There was also independent information as well as demonstrations by witnesses from a mobile telecommunication company which showed that Azilah was near the crime scene.

“None of the calls by the first respondent (Azilah) were detected from Wangsa Maju or Bukit Aman during the material time,” he said, adding that Azilah could not have been anywhere except in Puncak Alam as indicated by the call logs.

The judge said the assertion that Azilah was in Bukit Aman to collect a firearm before leaving for Putrajaya was also made without corroboration.

“With the call logs being inadmissible, the alibi defence is no better than a mere denial,” Suriyadi said.

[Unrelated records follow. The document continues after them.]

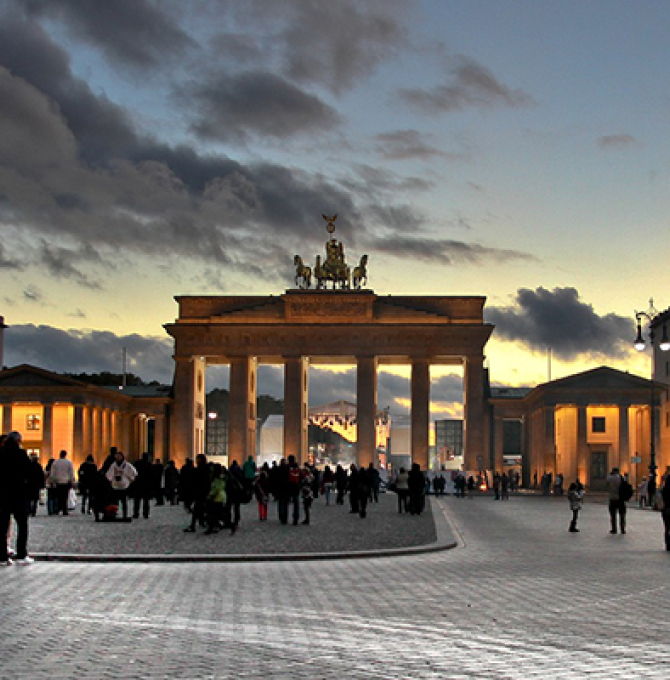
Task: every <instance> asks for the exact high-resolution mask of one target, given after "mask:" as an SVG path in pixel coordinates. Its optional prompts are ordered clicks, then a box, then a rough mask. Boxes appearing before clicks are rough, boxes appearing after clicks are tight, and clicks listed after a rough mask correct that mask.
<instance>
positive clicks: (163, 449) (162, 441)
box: [154, 416, 167, 463]
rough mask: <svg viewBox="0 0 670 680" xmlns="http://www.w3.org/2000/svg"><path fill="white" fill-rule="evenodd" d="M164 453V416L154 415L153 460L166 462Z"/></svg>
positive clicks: (164, 426) (166, 461) (164, 419)
mask: <svg viewBox="0 0 670 680" xmlns="http://www.w3.org/2000/svg"><path fill="white" fill-rule="evenodd" d="M165 454H166V451H165V418H164V417H163V416H154V460H160V461H163V462H164V463H165V462H167V456H166V455H165Z"/></svg>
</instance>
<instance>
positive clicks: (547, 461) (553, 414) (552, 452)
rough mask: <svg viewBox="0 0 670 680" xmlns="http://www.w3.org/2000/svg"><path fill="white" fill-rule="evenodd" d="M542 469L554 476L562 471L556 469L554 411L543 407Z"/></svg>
mask: <svg viewBox="0 0 670 680" xmlns="http://www.w3.org/2000/svg"><path fill="white" fill-rule="evenodd" d="M543 410H544V467H545V468H546V469H547V470H553V471H554V475H556V474H558V473H559V472H564V470H557V469H556V409H555V408H554V407H553V406H545V407H544V409H543Z"/></svg>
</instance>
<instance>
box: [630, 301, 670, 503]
mask: <svg viewBox="0 0 670 680" xmlns="http://www.w3.org/2000/svg"><path fill="white" fill-rule="evenodd" d="M658 316H659V312H658V310H657V309H656V308H655V307H654V300H653V298H652V299H651V300H649V309H648V310H647V311H646V312H638V311H637V310H636V311H635V320H636V322H637V337H636V338H635V343H634V345H633V346H634V347H635V349H636V350H638V351H639V352H641V351H643V350H644V349H646V347H647V345H646V343H645V341H644V337H643V336H642V324H643V323H644V321H645V320H646V321H647V323H648V334H649V345H650V347H651V395H650V398H649V403H650V414H649V415H650V423H649V426H650V429H651V432H650V437H649V454H650V455H649V483H648V486H647V489H648V498H649V499H650V503H653V498H654V494H655V493H656V469H657V465H656V390H655V384H654V376H655V368H656V366H655V363H656V357H655V354H654V347H655V344H654V343H655V340H656V336H655V335H654V327H655V326H657V325H658ZM662 328H663V333H662V336H661V342H660V343H659V345H658V346H659V349H661V350H662V351H663V352H667V351H668V350H669V349H670V341H669V340H668V330H667V327H666V324H665V322H663V326H662Z"/></svg>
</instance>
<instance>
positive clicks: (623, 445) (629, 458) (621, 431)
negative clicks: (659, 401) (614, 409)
mask: <svg viewBox="0 0 670 680" xmlns="http://www.w3.org/2000/svg"><path fill="white" fill-rule="evenodd" d="M618 464H619V468H626V470H630V435H629V432H628V406H619V460H618ZM636 481H638V480H636Z"/></svg>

The judge said Azilah and Sirul had independently led police to the crime scene, a remote and isolated place high in the hills where human remains were found.

“They are policemen from a special force unit and are not expected to be easily intimidated,” he said, adding that on these grounds, the information leading to the discovery of evidence by the two cops should be accepted.

He said the information given by Sirul had also led to the discovery of jewellery which belonged to the victim at the accused’s home. “The possession of the jewellery in his black jacket has not been explained by him,” Suriyadi said.

Of the fact that no calls were made to Najib’s then aide-de camp, DSP Musa Safri, and that there was no tendering of text messages between Razak and Azilah, the judge said this did not amount to suppression of evidence leading to a mistrial. 

“It merely confirmed from the evidence of two prosecution witnesses that Razak had a relationship with the deceased and that he requested help from Musa.

“We are therefore unable to see how many more details Musa could produce that would contribute to the respondents’ (Azilah and Sirul) defence,” he said. — The Malaysian Insider

 

This article first appeared in The Edge Financial Daily, on January 14, 2015.